My Approach to Helping
I tailor my therapeutic approach to a client's unique needs but draw primarily from cognitive-behavioral, psychodynamic interpersonal theories. I am genuine, direct, and compassionate. I have helped clients with a variety of issues including anxiety, depression, life change, past trauma, and relationship issues.
I am experienced in conducting an array of psychological evaluations and specialize in ADHD testing. I aspire to provide the most complete, unbiased and accurate evaluations possible. I conduct the following types of psychological evaluations: ADHD, Court-Ordered Evaluations, General Mental Health/Diagnostic and Anger Assessments.
On the Fence About Going to Therapy?
The decision to start therapy is very personal and rarely straightforward. The vast majority of clients I work with are well-functioning, competent individuals who are feeling unhappy, unsatisfied, or stuck or are struggling in some way. Whether it is regarding the past, the present, a relationship, or you, therapy can help.
Important Factors for Choosing a Therapist
I have received a lot of questions from potential clients that imply they have researched "how to choose a therapist." These questions typically include how many years of experience I have, what my credentials are, what my theoretical background is, and the types of therapy I practice, etc. While I have no issues answering these questions, I do not believe the questions or answers help these potential clients choose the best therapist. The truth of the matter is that most people do not know the difference between these different types of therapy or theoretical orientations anyway.
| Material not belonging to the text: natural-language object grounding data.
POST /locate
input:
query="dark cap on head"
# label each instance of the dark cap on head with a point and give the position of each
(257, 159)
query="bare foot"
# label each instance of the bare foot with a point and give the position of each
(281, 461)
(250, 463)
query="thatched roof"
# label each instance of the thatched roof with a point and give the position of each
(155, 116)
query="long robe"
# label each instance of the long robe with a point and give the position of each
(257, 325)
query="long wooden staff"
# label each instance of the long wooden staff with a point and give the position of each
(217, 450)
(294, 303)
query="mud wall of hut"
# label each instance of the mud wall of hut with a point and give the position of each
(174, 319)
And most psychologists have more of a eclectic approach to therapy, incorporating multiple models in an effort to tailor treatment to meet each individual's unique needs and experiences.
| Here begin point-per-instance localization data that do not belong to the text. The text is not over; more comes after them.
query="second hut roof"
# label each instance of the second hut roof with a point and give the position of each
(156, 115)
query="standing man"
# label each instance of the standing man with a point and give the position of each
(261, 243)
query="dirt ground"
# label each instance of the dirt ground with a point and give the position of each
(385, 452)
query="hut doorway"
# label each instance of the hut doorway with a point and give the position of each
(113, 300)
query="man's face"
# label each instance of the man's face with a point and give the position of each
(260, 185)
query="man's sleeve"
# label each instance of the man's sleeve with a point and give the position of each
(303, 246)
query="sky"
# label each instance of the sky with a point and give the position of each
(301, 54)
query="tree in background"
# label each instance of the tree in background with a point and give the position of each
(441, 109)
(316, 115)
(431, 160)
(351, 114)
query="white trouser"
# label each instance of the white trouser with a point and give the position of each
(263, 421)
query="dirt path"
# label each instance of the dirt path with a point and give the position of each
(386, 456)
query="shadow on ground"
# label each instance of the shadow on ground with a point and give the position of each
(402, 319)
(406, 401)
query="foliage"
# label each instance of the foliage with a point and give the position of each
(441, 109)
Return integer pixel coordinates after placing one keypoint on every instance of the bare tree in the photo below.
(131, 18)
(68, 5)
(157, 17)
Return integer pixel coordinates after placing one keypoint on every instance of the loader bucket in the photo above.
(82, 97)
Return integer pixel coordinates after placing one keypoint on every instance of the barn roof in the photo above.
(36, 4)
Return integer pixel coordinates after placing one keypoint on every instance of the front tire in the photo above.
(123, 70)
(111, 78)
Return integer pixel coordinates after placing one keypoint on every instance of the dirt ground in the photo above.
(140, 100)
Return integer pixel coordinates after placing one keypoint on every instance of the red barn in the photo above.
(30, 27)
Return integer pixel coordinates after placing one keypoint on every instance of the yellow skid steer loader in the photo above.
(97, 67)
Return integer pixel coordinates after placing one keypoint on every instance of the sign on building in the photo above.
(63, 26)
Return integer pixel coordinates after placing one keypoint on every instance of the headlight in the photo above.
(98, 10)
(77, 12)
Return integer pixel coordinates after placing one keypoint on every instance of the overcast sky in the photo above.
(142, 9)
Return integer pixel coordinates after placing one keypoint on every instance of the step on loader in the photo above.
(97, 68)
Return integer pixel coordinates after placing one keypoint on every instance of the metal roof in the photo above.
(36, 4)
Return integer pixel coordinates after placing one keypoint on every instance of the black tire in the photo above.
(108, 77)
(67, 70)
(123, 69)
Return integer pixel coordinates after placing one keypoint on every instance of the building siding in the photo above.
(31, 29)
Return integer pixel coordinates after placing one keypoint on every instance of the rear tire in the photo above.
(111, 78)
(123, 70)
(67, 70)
I believe that the single most important factor in choosing a therapist is comfort. Are you comfortable with your therapist? Do you feel like you can talk to them? Be open? Comfort has nothing to do with credentials, years in practice, or therapeutic approach. It is a rapport between you and your therapist that will make therapy effective.
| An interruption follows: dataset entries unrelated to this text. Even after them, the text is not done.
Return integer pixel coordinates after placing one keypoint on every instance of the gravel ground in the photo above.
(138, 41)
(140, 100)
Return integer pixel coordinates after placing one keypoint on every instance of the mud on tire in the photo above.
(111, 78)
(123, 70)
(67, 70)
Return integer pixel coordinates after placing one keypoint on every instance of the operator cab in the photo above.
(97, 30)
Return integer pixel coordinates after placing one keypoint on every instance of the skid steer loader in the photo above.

Why Going to Therapy Does Not Mean You are Weak or Flawed
A lot of people struggle to admit that they need help and view therapy as a sign of weakness. In fact, this could not be further from the truth. I encourage people to trust their instincts to reach out for help. And I commend them for taking the initiative to get help, for this is a sign of strength. Therapy is something you do because you love, respect, and appreciate yourself and the ones you closest to you.